Comme Bernard-Marie Koltès et bien des personnes de sa génération, Jean-Luc Lagarce est atteint du sida. Il l’apprend à l’âge de 31 ans, « le 23 juillet 1988 » – intitulé de l’un des quatorze chapitres du livre de Jean-Pierre Thibaudat. Lequel, tout en retraçant de manière chronologique le parcours de son héros – sa vie est digne d’un personnage littéraire, comme le suggère le titre du précédent livre du journaliste et écrivain, Le Roman de Jean-Luc Lagarce –, en déploie tous les chemins qui débouchent sur un même lieu : la scène, peuplée des acteurs qu’aimait tant Jean-Luc Lagarce.

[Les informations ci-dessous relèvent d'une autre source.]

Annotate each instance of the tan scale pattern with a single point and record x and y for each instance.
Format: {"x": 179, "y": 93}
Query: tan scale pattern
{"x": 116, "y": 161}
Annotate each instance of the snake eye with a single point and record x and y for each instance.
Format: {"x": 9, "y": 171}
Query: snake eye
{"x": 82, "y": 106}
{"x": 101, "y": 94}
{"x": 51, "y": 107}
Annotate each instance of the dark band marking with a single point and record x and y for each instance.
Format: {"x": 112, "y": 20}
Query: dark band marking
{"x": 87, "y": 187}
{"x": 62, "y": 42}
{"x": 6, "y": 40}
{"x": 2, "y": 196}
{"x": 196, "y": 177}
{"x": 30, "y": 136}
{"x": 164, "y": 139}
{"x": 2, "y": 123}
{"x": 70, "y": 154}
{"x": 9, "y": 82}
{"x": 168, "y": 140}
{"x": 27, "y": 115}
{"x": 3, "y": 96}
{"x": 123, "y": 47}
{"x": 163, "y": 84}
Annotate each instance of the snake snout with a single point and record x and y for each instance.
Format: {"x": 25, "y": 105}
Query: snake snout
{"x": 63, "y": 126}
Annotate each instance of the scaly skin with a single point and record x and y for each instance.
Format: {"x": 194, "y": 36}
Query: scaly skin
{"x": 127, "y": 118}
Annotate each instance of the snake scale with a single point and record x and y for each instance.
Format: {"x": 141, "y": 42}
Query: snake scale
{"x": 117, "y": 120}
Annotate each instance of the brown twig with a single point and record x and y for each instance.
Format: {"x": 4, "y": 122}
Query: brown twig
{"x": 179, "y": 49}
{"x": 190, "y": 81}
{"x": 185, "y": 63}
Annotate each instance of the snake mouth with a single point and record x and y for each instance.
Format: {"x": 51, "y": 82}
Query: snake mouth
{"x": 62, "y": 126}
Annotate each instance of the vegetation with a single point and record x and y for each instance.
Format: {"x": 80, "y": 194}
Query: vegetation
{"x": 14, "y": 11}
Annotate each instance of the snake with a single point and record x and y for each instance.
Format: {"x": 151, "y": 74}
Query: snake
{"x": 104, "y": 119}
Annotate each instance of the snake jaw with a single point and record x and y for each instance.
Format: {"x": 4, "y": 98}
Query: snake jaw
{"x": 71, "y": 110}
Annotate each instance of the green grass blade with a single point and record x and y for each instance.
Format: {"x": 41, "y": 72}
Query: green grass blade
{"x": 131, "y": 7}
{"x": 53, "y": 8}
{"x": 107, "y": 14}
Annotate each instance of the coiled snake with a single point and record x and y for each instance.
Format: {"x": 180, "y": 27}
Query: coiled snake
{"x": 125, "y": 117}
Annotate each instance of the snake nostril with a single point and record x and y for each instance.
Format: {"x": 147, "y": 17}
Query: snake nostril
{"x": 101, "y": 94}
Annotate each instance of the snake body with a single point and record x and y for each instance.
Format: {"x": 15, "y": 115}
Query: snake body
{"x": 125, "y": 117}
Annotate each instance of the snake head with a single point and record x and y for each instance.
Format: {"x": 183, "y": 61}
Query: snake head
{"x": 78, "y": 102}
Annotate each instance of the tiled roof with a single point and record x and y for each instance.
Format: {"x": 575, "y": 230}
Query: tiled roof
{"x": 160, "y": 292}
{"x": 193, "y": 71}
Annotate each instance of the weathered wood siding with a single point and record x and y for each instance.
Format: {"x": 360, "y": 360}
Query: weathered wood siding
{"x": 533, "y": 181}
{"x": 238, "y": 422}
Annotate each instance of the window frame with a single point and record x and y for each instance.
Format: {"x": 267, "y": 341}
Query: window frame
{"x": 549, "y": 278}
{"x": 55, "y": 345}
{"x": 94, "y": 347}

Plus synthétique que le précédent ouvrage de Jean-Pierre Thibaudat, Lagarce, une vie de théâtre dévoile aussi une vie supplémentaire de l’auteur de Juste la fin du monde, œuvre au programme des classes de première générale et technologique du baccalauréat de français 2021. Grâce au Journal de Jean-Luc Lagarce, cité en exergue et très régulièrement tout au long du livre, l’homme se donne à voir dans ce qu’il a de plus secret. Même si là aussi il garde une part de la distance et de l’humour qui le caractérisent jusqu’au faîte de la douleur en s’adressant régulièrement à son lecteur et en évoquant les «chercheurs de l’université de l’Idaho» qui, imaginait-il, se pencheraient un jour sur son cas. Sur sa vie et son œuvre composée d’une vingtaine de pièces et de récits, étroitement et passionnément mêlées.

Lagarce, une vie de théâtre,Jean-Pierre Thibaudat, Les Solitaires intempestifs, 208 pages, 10 euros.